# An asymptotic connection between nth prime number and prime counting function

I am trying to prove an asymptotic between the nth prime number and the prime-counting function. Numerically it seems right but I don't know if every step is correct. So here we go: We know that $$\pi(n)\sim\frac{n}{\log n} \quad \mathrm{and} \quad p_n \sim n\log n \qquad (n\rightarrow\infty).$$ The first statement can be rewritten as $$\pi(n) \sim \frac{n\log n}{\log^2 n} \qquad (n\rightarrow\infty).$$ Now, is the next step valid? $$\pi(n)\log^2 n\sim n\log n \qquad (n\rightarrow\infty).$$ If this step is valid we can continue and say that $$\pi(n)\log^2 n\sim p_n \qquad (n\rightarrow\infty),$$ which is my desired outcome.

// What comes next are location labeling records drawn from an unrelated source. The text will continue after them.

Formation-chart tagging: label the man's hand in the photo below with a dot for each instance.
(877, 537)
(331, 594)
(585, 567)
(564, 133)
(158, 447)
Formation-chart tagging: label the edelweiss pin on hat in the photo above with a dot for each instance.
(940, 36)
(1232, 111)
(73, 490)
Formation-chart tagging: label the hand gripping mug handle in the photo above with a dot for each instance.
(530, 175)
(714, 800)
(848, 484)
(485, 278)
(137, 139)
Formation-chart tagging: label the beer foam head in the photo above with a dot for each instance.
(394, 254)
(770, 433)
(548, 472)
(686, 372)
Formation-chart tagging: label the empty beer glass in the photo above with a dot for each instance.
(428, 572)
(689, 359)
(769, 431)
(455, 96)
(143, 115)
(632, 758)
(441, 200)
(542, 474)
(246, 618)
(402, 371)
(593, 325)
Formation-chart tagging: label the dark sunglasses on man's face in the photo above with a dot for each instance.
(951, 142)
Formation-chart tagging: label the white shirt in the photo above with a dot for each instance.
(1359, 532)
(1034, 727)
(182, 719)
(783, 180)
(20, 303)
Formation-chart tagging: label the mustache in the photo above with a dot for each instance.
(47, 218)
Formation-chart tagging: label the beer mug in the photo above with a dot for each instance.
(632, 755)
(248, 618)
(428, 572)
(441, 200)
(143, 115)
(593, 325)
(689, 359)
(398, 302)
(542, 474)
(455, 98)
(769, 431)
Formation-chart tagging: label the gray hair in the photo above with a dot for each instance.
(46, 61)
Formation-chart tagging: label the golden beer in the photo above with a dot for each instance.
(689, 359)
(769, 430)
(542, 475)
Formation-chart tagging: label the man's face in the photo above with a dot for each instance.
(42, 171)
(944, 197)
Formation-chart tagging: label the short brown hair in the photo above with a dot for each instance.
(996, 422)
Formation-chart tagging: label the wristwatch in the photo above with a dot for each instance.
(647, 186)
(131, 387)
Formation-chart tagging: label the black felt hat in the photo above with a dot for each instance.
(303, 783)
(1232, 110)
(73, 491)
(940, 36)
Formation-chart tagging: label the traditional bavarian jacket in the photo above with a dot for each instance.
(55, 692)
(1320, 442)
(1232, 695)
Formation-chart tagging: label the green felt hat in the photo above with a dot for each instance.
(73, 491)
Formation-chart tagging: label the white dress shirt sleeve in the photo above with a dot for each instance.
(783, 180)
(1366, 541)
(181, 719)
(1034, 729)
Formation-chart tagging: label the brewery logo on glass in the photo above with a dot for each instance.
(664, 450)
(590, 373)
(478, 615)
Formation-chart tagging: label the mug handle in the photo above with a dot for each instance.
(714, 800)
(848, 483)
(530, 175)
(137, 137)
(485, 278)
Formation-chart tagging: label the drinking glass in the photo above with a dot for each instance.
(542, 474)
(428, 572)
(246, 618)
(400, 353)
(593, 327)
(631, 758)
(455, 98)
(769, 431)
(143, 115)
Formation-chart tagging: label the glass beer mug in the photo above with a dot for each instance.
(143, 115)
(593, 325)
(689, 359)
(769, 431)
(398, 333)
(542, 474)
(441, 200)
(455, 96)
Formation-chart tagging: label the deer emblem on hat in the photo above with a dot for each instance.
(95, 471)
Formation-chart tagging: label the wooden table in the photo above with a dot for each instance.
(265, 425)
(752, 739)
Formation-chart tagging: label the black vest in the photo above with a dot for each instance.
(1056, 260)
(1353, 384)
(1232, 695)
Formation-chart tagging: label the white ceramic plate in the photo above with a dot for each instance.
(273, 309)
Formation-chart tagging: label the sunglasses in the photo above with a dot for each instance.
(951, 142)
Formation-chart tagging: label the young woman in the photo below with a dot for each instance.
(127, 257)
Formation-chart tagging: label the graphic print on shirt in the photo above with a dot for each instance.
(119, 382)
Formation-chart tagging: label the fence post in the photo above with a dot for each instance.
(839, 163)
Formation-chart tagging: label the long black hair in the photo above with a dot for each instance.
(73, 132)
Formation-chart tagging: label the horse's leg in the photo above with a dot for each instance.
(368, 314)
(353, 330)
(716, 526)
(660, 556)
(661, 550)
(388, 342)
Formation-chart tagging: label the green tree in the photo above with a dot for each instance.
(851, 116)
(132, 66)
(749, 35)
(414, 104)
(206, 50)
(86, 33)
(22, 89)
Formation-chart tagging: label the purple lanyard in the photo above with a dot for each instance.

Yes, all the steps are justified. In general, $$f(n) \sim g(n) \implies h(n) \cdot f(n) \sim h(n) \cdot g(n),$$ and in your case, you can just multiply the prime number theorem by $$\log^2 n$$ and substitute $$p_n$$ for $$n\log n$$ (since $$\sim$$ is also transitive).
Just remember the definition of $$f\sim g$$, i.e., that $$\lim\frac fg = 1$$.